The mysterious Diogenes Small
Dexter’s own penchant for recondite Classical formations may also be traced to his wide reading in the works of Diogenes Small – an author frequently cited in the quotations that preface new chapters of the Morse novels. Alongside pithy, wry, and ironic observations on modern life – ‘Be it ever so humble there’s no place like home for sending one slowly crackers’- there are frequent quotations from Small’s English Dictionary – which appeared in 18 revised editions – as well as Small’s Latin Dictionary. Quotations include a Johnsonian definition of pension ‘monies grudgingly bestowed on ageing hirelings after a lifetime of occasional devotion to duty’, and medical conditions like prosopagnosia ‘the failure of any person to recognize the face of any other person’, and hypoglycaemia ‘abnormal reduction of sugar content of the blood – for Diabetes sufferers a condition more difficult to spell than to spot’. But Diogenes Small is simply another of Dexter’s fictional creations – since it was not always possible to find an appropriate quotation for a particular chapter, Dexter simply devised the quotations and attributed them to an invented author, whose name links him to the Greek philosopher Diogenes of Sinope, one of the founders of the Cynical school.

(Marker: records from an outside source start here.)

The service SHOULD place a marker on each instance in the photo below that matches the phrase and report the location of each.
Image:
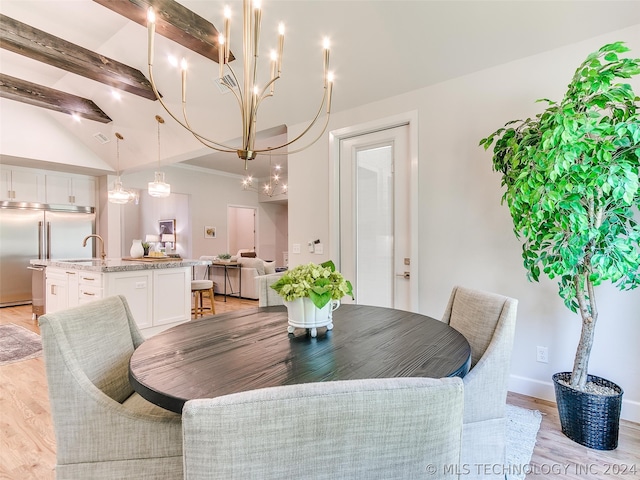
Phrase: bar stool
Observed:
(200, 287)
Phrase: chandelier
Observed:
(118, 194)
(251, 95)
(272, 187)
(159, 188)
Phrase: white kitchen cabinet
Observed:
(70, 190)
(157, 298)
(172, 295)
(138, 289)
(62, 289)
(21, 185)
(89, 286)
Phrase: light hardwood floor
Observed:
(27, 442)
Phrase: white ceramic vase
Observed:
(302, 313)
(137, 250)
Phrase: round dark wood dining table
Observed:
(250, 349)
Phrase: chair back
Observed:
(267, 296)
(95, 340)
(477, 314)
(380, 428)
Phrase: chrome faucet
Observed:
(84, 244)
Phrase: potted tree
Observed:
(571, 178)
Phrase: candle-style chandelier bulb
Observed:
(159, 188)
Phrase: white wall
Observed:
(28, 133)
(465, 235)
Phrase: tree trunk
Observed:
(588, 312)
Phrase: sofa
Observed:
(250, 268)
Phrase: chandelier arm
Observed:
(264, 94)
(298, 150)
(238, 94)
(311, 124)
(220, 146)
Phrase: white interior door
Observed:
(375, 217)
(241, 227)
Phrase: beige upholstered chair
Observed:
(267, 296)
(355, 429)
(488, 322)
(199, 288)
(103, 429)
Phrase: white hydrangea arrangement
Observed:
(321, 283)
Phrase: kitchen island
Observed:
(158, 290)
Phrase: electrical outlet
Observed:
(542, 354)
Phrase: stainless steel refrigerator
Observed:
(38, 231)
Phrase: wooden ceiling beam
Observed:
(173, 21)
(45, 97)
(43, 47)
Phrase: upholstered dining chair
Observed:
(373, 429)
(103, 429)
(487, 321)
(267, 296)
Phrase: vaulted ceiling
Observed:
(379, 49)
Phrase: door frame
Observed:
(335, 136)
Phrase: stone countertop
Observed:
(117, 264)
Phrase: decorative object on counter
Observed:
(311, 293)
(159, 188)
(272, 188)
(154, 240)
(118, 194)
(137, 250)
(571, 178)
(103, 254)
(169, 240)
(157, 255)
(167, 227)
(249, 95)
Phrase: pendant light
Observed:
(119, 195)
(159, 188)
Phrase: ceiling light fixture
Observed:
(159, 188)
(271, 188)
(119, 195)
(251, 95)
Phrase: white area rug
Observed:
(17, 343)
(522, 430)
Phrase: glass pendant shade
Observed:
(119, 195)
(159, 188)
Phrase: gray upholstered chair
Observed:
(488, 322)
(103, 429)
(373, 429)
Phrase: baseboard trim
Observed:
(545, 391)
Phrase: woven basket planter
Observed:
(589, 419)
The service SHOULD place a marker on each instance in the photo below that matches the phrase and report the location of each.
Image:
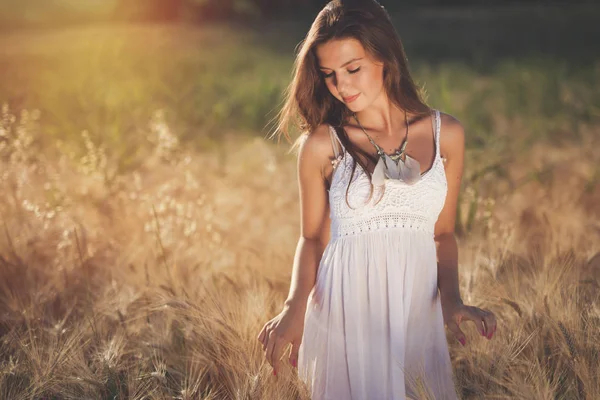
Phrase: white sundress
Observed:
(373, 326)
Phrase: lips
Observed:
(351, 98)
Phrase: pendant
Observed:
(407, 170)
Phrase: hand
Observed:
(456, 312)
(285, 328)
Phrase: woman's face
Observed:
(351, 75)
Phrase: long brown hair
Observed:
(308, 103)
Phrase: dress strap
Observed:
(335, 142)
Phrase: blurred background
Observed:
(149, 226)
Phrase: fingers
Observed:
(294, 354)
(274, 350)
(264, 335)
(489, 320)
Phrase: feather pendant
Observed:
(378, 176)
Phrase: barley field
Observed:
(147, 226)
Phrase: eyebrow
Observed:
(344, 64)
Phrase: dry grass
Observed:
(154, 283)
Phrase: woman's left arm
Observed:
(452, 144)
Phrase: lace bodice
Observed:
(395, 205)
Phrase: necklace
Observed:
(393, 166)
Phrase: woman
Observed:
(375, 273)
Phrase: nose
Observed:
(342, 84)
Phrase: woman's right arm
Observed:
(287, 327)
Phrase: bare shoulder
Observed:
(452, 136)
(315, 148)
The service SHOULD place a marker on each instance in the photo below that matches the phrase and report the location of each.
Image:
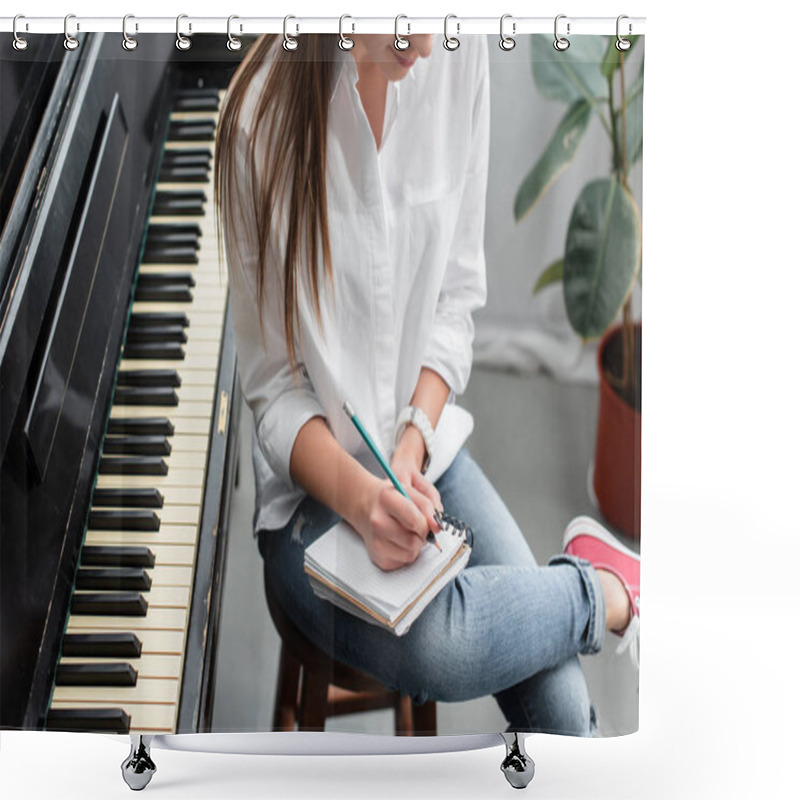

The importance of being Oxford
The success of the ITV series Inspector Morse, which ran to 33 episodes, was undoubtedly encouraged by its lavish depiction of the Oxford settings. Inspector Morse Tours of the city remain a popular tourist attraction; the Randolph Hotel has a ‘Morse Bar’ in honour of the heavy-drinking sleuth who was a regular visitor when mulling over a case. But where the TV series played fast and loose with Oxford geography – the detectives frequently pass through the lodge of one college only to find themselves in the quad of a different one – the Oxford of the novels is lovingly and pedantically reconstructed.
Since many of the murders are committed within the walls of the famous colleges, Dexter sensibly invented fictional names – Beaumont, Lonsdale, and Wolsey Colleges (named after Cardinal Thomas Wolsey, founder of Christ Church) all appear in the novels. But while the TV series offered its viewers a cut-and-paste Oxford, there is one constant that links all of the episodes – whether dressed as a bowler-hatted porter or as a don in academic robes, the figure of Dexter himself can always be spotted in the background.